Sometimes the drugs do not provide adequate help. Then you may need to try another treatment, such as physiotherapy treatment, ie physiotherapy. You can also get treatment with psychological methods. Such treatment can be especially good for those who have had a long-term headache that often comes, ie several times a week. 

Treatment with physiotherapy

Treatment with physiotherapy can be good if the headaches are caused by the muscles being tight in the head or neck. For example, it may depend on how you sit or hold your head. The purpose of the treatment is then that you should improve your body consciousness, often combined with physical exercise.

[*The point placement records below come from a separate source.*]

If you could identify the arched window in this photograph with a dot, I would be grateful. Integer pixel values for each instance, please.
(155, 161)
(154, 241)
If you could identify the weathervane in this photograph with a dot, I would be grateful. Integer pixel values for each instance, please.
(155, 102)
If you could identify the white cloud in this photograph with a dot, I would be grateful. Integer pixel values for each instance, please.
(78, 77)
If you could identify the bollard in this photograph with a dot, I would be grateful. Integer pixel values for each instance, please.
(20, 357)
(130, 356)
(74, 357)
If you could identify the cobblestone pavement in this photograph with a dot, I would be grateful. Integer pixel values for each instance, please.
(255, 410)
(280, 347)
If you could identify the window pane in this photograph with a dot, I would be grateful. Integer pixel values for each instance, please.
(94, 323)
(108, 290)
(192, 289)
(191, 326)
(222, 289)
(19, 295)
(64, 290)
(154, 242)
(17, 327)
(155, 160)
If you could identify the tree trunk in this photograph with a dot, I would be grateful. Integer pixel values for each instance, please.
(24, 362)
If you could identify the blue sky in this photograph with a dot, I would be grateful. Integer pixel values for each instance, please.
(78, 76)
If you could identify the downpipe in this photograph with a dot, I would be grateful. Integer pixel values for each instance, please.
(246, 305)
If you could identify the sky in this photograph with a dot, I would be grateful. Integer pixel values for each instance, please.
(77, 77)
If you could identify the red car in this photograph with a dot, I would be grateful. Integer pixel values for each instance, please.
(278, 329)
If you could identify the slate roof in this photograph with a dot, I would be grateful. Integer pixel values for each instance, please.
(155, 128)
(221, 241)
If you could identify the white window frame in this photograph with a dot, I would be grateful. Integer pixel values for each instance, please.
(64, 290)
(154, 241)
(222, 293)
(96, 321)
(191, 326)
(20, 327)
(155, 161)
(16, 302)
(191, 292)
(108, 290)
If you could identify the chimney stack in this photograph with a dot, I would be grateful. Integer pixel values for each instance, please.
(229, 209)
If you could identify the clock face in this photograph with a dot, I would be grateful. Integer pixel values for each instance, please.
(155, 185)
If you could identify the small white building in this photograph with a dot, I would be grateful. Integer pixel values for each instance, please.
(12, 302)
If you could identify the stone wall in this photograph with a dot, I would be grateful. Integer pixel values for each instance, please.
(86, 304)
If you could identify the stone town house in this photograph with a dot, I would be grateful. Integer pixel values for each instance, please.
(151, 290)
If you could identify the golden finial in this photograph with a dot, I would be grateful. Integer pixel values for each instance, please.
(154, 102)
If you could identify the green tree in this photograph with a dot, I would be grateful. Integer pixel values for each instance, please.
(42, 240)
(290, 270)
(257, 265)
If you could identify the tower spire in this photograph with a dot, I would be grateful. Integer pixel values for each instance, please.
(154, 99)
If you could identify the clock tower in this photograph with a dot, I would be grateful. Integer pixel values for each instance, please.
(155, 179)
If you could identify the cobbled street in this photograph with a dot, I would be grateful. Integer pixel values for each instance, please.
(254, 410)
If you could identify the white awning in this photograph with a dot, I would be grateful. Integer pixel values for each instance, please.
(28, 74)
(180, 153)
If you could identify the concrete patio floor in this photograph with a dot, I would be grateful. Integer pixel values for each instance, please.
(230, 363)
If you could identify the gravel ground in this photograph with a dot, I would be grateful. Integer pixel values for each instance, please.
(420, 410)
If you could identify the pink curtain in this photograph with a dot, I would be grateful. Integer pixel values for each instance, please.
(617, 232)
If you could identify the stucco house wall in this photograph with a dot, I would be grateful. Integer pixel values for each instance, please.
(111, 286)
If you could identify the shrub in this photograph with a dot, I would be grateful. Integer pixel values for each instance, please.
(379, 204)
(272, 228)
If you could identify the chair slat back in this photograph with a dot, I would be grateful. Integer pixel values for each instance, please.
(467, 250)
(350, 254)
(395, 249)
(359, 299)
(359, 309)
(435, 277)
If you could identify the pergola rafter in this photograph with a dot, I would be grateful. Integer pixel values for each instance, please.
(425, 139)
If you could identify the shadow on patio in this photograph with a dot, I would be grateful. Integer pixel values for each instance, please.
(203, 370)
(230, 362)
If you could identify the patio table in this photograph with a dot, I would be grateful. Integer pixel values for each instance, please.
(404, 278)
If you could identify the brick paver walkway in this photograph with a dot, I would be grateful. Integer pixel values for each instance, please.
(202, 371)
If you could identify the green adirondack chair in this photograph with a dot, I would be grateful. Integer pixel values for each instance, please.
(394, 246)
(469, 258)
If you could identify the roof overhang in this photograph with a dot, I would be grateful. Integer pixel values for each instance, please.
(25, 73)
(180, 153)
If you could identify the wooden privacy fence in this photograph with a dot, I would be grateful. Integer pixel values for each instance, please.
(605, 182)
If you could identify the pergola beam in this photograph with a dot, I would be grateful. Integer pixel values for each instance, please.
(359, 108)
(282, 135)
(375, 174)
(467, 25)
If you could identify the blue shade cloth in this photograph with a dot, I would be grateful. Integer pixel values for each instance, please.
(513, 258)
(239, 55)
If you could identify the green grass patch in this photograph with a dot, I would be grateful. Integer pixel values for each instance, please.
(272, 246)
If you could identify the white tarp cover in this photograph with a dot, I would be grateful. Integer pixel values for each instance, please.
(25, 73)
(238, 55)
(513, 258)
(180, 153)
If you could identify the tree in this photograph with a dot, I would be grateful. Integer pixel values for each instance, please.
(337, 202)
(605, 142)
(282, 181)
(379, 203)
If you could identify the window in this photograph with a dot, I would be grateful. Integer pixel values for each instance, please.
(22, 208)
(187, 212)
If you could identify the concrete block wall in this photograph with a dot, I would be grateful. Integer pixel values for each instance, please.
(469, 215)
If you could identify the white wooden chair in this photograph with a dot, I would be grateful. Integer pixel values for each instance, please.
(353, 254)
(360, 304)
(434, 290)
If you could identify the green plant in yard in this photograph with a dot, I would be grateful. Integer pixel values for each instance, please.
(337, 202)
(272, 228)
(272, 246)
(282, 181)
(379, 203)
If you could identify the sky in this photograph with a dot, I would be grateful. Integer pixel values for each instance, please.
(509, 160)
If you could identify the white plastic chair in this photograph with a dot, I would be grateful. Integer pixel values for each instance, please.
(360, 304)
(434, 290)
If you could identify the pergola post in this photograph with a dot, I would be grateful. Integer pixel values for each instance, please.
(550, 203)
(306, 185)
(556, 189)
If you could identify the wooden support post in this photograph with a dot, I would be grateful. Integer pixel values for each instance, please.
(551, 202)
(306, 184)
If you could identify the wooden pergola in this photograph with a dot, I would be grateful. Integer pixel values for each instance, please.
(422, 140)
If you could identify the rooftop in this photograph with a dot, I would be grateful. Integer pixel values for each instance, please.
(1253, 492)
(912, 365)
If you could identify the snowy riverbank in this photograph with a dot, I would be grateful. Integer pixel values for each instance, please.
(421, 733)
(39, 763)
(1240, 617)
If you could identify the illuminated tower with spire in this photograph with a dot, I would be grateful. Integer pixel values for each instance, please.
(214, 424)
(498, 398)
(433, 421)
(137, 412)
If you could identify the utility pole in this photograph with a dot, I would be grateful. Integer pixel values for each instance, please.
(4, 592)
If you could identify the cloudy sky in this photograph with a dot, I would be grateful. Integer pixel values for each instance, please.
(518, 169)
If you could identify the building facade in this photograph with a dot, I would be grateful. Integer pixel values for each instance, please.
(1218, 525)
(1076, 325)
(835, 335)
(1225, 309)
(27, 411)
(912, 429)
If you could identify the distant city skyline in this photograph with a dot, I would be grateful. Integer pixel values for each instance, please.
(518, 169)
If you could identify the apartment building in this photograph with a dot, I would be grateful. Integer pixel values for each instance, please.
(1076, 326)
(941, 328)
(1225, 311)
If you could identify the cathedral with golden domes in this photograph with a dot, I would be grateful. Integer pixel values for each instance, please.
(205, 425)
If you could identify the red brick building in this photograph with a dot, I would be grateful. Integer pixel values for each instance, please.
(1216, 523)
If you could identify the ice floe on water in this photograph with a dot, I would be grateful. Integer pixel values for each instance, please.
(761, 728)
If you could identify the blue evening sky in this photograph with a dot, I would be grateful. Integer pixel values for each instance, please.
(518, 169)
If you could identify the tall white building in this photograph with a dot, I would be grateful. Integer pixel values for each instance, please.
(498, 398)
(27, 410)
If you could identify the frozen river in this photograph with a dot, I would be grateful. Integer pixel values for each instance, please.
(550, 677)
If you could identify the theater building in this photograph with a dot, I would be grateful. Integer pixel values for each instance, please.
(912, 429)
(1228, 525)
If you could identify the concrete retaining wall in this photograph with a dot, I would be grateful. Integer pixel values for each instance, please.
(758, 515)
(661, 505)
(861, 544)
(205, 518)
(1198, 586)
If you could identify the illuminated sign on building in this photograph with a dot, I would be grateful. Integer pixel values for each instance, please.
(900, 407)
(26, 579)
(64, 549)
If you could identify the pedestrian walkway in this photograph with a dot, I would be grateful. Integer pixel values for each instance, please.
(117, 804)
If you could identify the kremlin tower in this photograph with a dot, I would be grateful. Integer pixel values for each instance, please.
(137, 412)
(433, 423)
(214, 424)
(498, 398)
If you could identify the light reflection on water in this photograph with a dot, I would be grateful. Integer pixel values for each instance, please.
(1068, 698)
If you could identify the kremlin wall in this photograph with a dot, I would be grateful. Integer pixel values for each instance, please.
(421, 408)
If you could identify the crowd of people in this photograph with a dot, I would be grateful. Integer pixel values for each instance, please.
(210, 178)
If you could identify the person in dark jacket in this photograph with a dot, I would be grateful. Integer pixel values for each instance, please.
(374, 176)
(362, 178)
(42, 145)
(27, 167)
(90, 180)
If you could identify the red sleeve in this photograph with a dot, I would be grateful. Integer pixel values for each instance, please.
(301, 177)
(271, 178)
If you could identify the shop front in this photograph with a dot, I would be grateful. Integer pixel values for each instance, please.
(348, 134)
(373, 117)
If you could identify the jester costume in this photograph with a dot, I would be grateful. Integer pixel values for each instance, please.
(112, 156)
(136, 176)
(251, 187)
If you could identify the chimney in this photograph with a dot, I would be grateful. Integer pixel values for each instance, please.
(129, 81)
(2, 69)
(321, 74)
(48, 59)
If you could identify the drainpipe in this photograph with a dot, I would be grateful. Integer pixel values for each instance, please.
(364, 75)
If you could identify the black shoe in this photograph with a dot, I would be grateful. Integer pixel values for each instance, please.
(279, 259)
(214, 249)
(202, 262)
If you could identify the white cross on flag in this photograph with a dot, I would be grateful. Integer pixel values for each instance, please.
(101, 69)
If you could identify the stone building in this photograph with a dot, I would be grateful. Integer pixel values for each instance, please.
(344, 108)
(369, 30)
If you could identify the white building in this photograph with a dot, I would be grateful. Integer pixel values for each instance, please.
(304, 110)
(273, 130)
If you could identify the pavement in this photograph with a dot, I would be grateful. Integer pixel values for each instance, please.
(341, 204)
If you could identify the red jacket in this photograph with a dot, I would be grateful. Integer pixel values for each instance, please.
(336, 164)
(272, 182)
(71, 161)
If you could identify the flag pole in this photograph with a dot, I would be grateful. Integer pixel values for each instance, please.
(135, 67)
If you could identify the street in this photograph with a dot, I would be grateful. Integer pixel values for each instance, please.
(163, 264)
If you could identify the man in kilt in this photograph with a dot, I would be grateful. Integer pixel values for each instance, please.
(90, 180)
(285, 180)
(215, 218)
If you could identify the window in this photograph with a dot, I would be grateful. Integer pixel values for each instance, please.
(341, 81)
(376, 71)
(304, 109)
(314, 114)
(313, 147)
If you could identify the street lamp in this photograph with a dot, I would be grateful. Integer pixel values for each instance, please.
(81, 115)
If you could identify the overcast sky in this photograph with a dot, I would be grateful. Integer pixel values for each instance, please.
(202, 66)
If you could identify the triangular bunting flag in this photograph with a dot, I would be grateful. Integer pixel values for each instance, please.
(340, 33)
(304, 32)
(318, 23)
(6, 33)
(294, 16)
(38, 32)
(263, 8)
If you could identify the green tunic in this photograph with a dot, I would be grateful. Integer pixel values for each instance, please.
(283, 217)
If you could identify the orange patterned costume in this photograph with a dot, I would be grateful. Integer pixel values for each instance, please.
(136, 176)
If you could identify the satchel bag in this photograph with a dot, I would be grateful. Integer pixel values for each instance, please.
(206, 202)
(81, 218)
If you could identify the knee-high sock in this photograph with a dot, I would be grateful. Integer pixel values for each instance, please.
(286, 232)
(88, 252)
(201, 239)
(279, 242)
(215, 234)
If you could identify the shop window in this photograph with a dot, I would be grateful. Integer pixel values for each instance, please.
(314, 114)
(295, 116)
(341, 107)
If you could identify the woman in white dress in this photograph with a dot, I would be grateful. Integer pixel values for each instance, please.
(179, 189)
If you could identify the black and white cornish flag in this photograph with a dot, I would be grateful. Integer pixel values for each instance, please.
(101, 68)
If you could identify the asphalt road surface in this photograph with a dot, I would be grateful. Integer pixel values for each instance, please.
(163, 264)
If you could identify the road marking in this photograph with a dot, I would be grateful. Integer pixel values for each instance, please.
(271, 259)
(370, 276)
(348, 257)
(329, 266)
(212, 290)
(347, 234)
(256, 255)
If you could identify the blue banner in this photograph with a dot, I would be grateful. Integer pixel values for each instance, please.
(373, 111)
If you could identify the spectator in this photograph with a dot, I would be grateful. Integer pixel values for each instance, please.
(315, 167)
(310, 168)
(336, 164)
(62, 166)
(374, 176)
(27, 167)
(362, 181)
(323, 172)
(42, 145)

Relaxation training often has a good effect

Relaxation training often provides good help to relieve the pain of both migraine and tension headaches. It aims to teach you how to reduce the experience of stress and headaches. This is done by practicing a method that provides quick relaxation when the headaches begin to feel. The method that should be given by a psychologist has been shown to reduce the strength of the pain and how often the headaches come. It has also been shown that the improvement continues after completion of treatment.

Treatment with KBT

Cognitive-behavioral therapy (KBT) in headaches can help you reduce negative thought patterns in headaches. This can, for example, apply to so-called disaster thoughts, such as “now the headaches are coming again and I can’t do anything about it”.

With KBT you are supported in being able to keep your usual activities in everyday life as much as possible.

Self-help on the internet

There are also self-help programs for headaches on the internet. These programs are usually based on psychological methods that have proven to be of good help in traditional therapy by a therapist, such as relaxation training and KBT. You buy and follow a program through the computer. This means that you are active yourself and follow the program for a certain period, usually a few months. The result is often best if you also have contact with a psychologist with knowledge about self-help programs. The psychologist can then support and help when problems arise during treatment.

Important with medical examination before treatment

Before you begin treatment with a physiotherapist, psychologist or the Internet, it is important that a doctor first perform an examination. It is to rule out that a physical illness causes headaches.

Influence and participate in your care

You can seek care at any medical center or open specialist clinic you want throughout the country. Sometimes a referral  to the open specialist care is required.

You should understand the information

In order for you to be involved in your care and treatment, it is important that you understand the information you receive from the healthcare staff. Ask questions if you don’t understand. For example, you should receive information about treatment options and how long you may have to wait for care and treatment.